Here’s the Real Way Kids Learn
(Real Talk for Real Parents: Part 3)
Parents don’t talk about this out loud, but almost everyone wonders it at some point:
“Should my child be doing more?”
“Do they need worksheets?”
“Should they already know letters or numbers?”
The pressure is everywhere: social media, well-meaning relatives, the internet. And it creates this false idea that tiny humans should be little academics before they even have all their baby teeth.
Here’s the truth nobody says enough:
Your child doesn’t need worksheets.
Your child needs experiences.
Why worksheets don’t work for young children
Worksheets check boxes.
They look “school ready.”
And they give adults something concrete to point to.
But for infants, toddlers, and preschoolers?
Worksheets don’t teach the brain the way the brain actually learns at this age.
Early learning requires:
– movement
– repetition
– sensory input
– problem
-solving
– language
– social interaction
– emotional safety
Not coloring in the letter A.
Young children need to touch the world… before they can write about it.
How real learning happens
A toddler pouring water from one cup to another is learning physics, measurement, and hand-eye coordination.
A preschooler negotiating over a toy is learning communication, self-regulation, and empathy.
A baby rolling across the floor is building the muscle control needed for crawling, standing, and eventually writing.
These skills don’t show up on a worksheet, but they show up everywhere in life.

What This Looks Like at A Village Childcare
Our days are full, but not with papers.
They’re full of:
– problem-solving games
– real conversation
– sensory exploration
– building, sorting, climbing, experimenting
– early math through play
– early literacy through books, songs, and meaningful interactions
– emotional vocabulary woven into everything
we do
– intentional routines that build independence and confidence
When children learn this way, they don’t just memorize, they understand.
And that understanding is what creates school readiness.
Teachers in kindergarten want kids who can:
– follow directions
– manage emotions
– communicate
– play cooperatively
– stick with a task
– think creatively
– take turns
– solve problems
Those skills are the foundation of long-term success.
And they grow best in a home-like setting filled with connection, not paperwork.
A Village Childcare gives your child that foundation every single day.
Your child is learning more than you realize.

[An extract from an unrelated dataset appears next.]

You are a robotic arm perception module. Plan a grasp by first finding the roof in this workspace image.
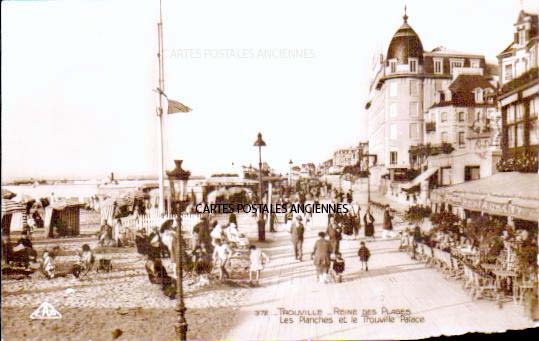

Real learning doesn’t always look “academic.”
Sometimes it looks like pouring water.
Sometimes it looks like sharing blocks.
Sometimes it looks like belly laughs, big feelings, messy hands, or long conversations with an adult who really sees them.
And that’s the point.
Your child is building a brain, not a binder.
And they’re doing it in a place designed for real learning, real development, and real childhood.
A Village Childcare is where children grow by experiencing life, not performing for it.